Many contemporary production tools already take over significant parts of what would formerly have constituted compositional work. In which way do certain production tools suggest certain approaches, in which way do they limit and/or expand your own creativity? Are there any promising solutions or setups capable of triggering new ideas inside of you as a composer?
It very much depends on the medium. For writing at the piano, I love the Yamaha Disklavier because I can capture ideas as I find them and go back later and choose. The Disklavier is also a great tool for setting up a microphone because one has a “constant” in the equation. I can record the exact same performance in several microphone set ups, or with various variables, like preamps, and isolate just the thing I’m testing. In terms of compositional production tools, I’m not a fan of cutting and pasting and assembling. I like to “through compose”… my ear gets fatigued by automatic approaches. In fact, I don’t think many of those tools are true compositional tools, but sidetracks and shortcuts to nowhere. Right now my ideas are being triggered by interacting with the Buchla.

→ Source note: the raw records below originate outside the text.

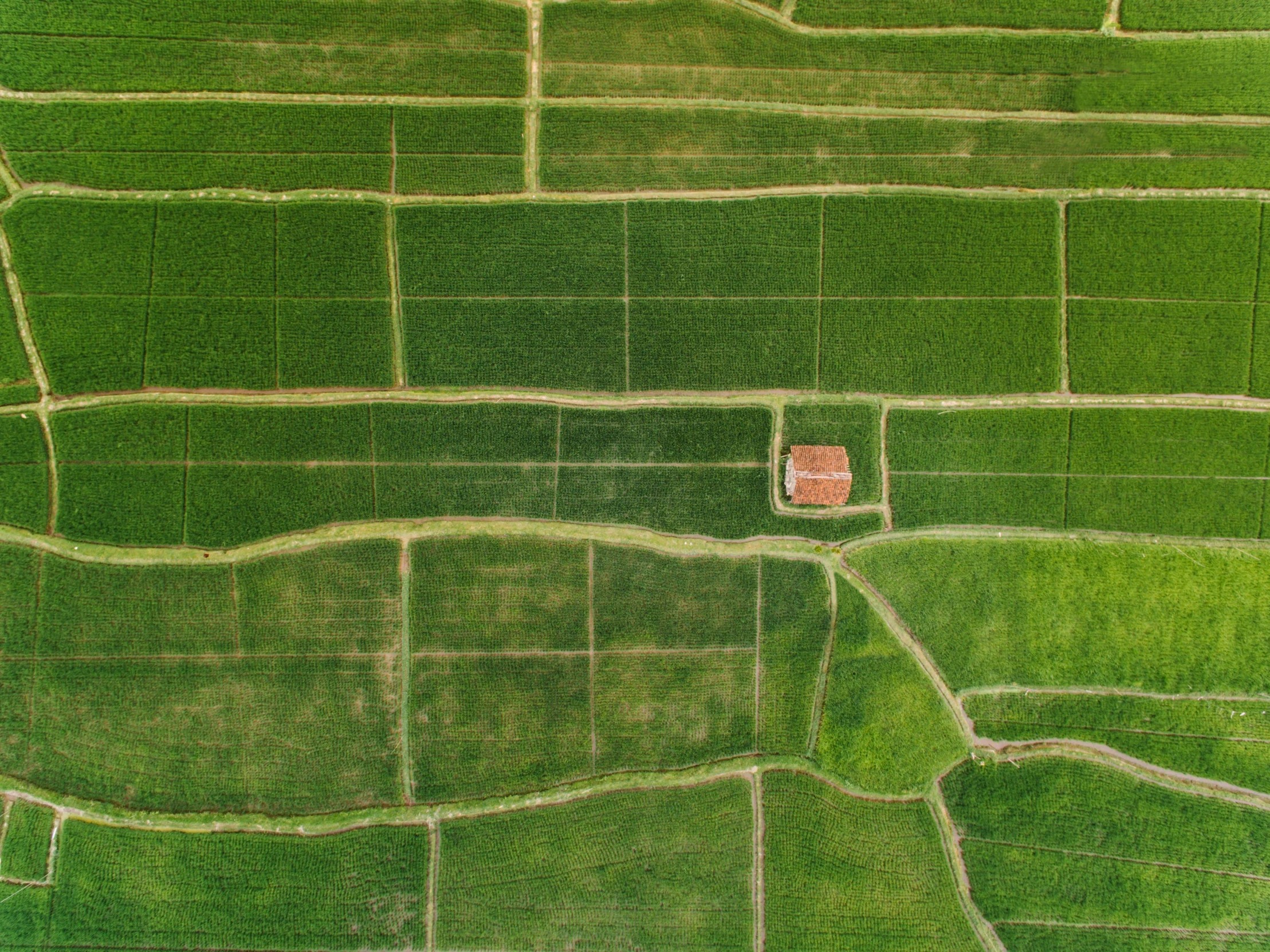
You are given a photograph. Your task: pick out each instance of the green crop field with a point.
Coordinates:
(403, 408)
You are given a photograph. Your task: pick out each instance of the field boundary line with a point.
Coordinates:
(394, 266)
(1137, 861)
(740, 767)
(951, 843)
(1008, 750)
(822, 678)
(404, 715)
(911, 643)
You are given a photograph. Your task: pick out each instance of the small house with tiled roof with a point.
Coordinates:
(818, 475)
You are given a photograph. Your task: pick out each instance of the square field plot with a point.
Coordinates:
(497, 724)
(925, 347)
(548, 344)
(666, 868)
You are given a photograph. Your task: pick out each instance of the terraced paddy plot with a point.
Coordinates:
(1183, 473)
(656, 868)
(460, 49)
(239, 890)
(28, 832)
(267, 686)
(841, 867)
(1226, 741)
(1062, 613)
(728, 52)
(205, 295)
(1060, 848)
(1161, 296)
(537, 662)
(267, 146)
(681, 148)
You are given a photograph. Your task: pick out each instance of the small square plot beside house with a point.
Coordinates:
(818, 475)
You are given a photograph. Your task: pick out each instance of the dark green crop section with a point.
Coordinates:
(267, 686)
(457, 48)
(839, 866)
(1226, 741)
(1061, 613)
(27, 837)
(121, 886)
(1063, 842)
(680, 148)
(884, 726)
(667, 868)
(207, 295)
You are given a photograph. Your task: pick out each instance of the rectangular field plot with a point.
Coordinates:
(844, 868)
(470, 49)
(1226, 741)
(205, 295)
(659, 868)
(270, 686)
(1145, 857)
(1142, 617)
(676, 148)
(124, 888)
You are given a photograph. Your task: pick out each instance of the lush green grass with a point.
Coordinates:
(23, 473)
(25, 848)
(844, 872)
(473, 48)
(678, 148)
(854, 427)
(268, 686)
(1159, 347)
(1063, 613)
(1198, 250)
(884, 726)
(124, 888)
(1062, 14)
(1227, 741)
(922, 347)
(1066, 842)
(666, 868)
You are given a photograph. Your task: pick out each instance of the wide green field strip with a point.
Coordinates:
(665, 868)
(1067, 613)
(25, 847)
(1184, 473)
(586, 148)
(267, 146)
(440, 48)
(1161, 296)
(694, 49)
(1061, 849)
(1227, 741)
(220, 295)
(884, 726)
(844, 872)
(535, 663)
(218, 477)
(1056, 14)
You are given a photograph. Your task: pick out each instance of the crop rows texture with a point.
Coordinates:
(1052, 844)
(1227, 741)
(438, 48)
(25, 847)
(884, 726)
(219, 477)
(276, 685)
(1062, 613)
(1183, 473)
(695, 49)
(268, 146)
(587, 148)
(854, 874)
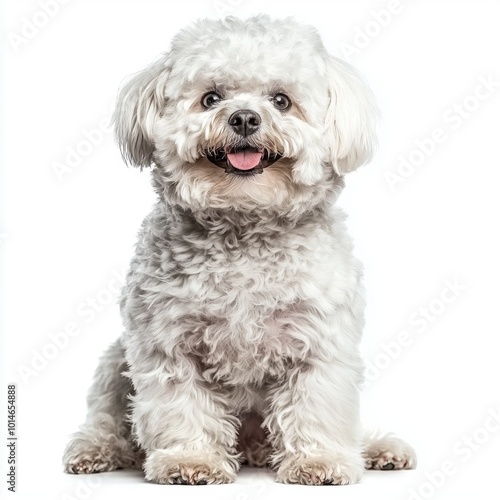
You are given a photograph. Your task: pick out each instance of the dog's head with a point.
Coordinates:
(247, 114)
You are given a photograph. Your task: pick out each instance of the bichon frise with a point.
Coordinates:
(243, 308)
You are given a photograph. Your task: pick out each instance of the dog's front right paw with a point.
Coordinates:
(191, 467)
(320, 470)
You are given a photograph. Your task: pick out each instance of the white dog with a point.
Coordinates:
(243, 308)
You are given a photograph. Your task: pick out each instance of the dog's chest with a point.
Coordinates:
(251, 304)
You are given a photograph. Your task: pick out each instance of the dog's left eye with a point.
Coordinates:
(211, 99)
(281, 102)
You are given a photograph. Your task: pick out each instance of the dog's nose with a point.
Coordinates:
(245, 122)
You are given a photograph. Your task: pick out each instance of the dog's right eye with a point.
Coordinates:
(210, 100)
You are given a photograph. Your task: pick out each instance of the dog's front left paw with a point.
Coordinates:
(389, 453)
(192, 467)
(320, 470)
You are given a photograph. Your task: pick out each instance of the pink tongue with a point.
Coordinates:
(244, 160)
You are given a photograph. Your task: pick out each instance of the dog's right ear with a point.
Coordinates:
(139, 104)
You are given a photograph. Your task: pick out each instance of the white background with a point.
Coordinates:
(64, 239)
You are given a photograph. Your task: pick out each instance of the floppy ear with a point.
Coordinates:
(139, 104)
(351, 117)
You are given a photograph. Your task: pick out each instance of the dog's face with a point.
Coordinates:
(247, 114)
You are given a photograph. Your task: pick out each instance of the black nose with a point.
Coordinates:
(244, 122)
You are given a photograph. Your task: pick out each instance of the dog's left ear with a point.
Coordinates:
(140, 102)
(351, 117)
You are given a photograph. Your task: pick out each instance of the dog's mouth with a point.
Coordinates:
(242, 161)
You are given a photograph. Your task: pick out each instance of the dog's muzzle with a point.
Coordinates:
(242, 161)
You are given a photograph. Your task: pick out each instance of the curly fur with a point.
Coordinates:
(243, 308)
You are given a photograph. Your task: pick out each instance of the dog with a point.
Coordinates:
(243, 306)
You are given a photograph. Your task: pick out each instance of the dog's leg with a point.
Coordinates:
(253, 441)
(184, 424)
(104, 442)
(313, 418)
(388, 452)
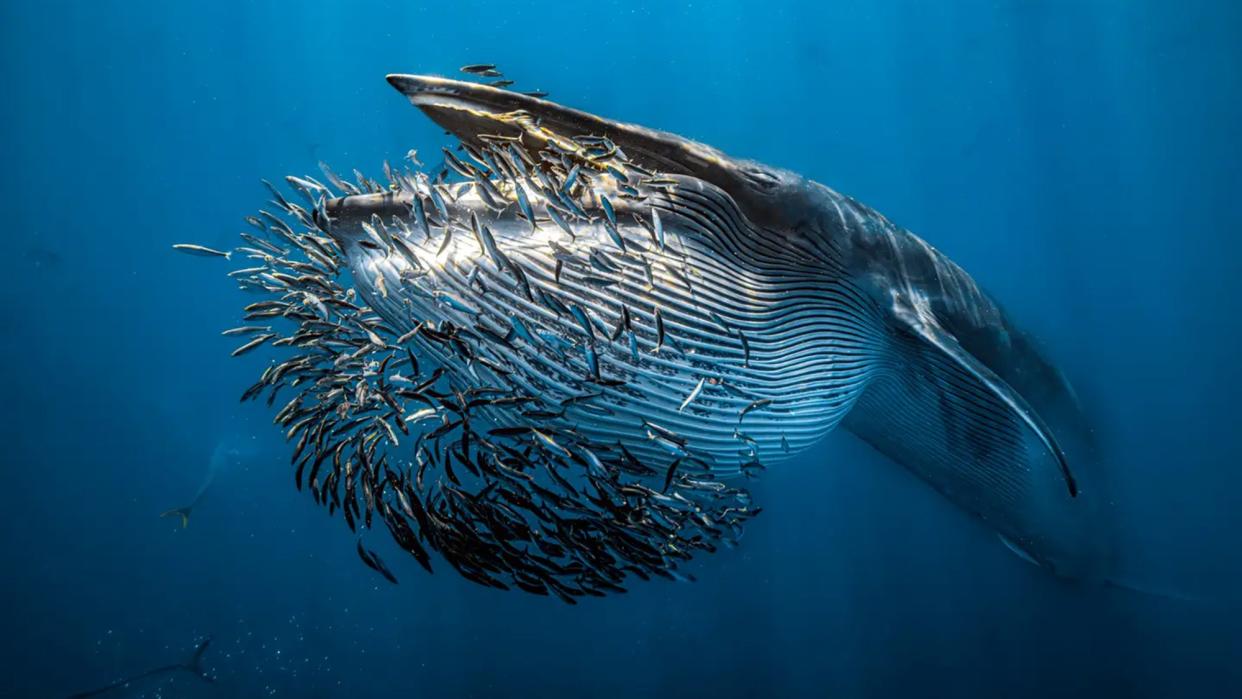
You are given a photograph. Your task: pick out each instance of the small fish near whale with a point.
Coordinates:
(555, 360)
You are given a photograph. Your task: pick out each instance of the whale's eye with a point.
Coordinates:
(760, 179)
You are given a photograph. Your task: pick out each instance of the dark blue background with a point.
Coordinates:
(1081, 159)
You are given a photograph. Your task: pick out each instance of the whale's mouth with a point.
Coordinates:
(548, 359)
(540, 361)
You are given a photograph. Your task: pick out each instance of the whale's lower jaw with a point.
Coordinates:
(768, 344)
(759, 350)
(542, 371)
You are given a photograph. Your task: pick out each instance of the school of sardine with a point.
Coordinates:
(466, 371)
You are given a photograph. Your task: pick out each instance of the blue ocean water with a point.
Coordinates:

Before that, I had gone to Venice to write; I think places are great triggers, especially getting away from day-to-day life and being able to concentrate completely without interruption.
Could you describe your creative process on the basis of a piece or album that's particularly dear to you, please? Where do ideas come from, what do you start with and how do you go about shaping these ideas?
My roots are in classical music, but I’ve also worked extensively in the music industry, doing session work and commercial production. I’ve worked alone and with teams, but the seed of a musical idea is always very personal and I think the ideas are there, ready to be harvested when we turn our attention to them. I can go for years without writing a new piece, until I decide it’s time and then everything else disappears and I go into that delicious space of timeless creativity. But, with Sunergy, for instance, I had been thinking about writing the sunrise for a couple of years. I would get up in the morning and be overwhelmed by the majestic energy and sit at the piano and nothing sounded right. Meanwhile, I was coming back to the Buchla and I suddenly realized that the piece had to be electronic, a medium that could communicate the slow sustain of the energy of the sunrise. Just after this realization, and in a rather coincidental way, Kaitlyn [Aurelia Smith] approached me about recording for the FRKWYS album. I didn’t want to “give away” my sunrise, but in a way, couldn’t help it. We recorded by looking out of the same window where I greeted the sunrise; that’s what the album was about. I love what we did and instead of calling it “sunrise,” called it “sunergy” … as a merging of the sun and our synergy. We also used the same 16-stage sequencer rows that I had used in my Buchla Concerts 1975 recordings, but with a brand new expression!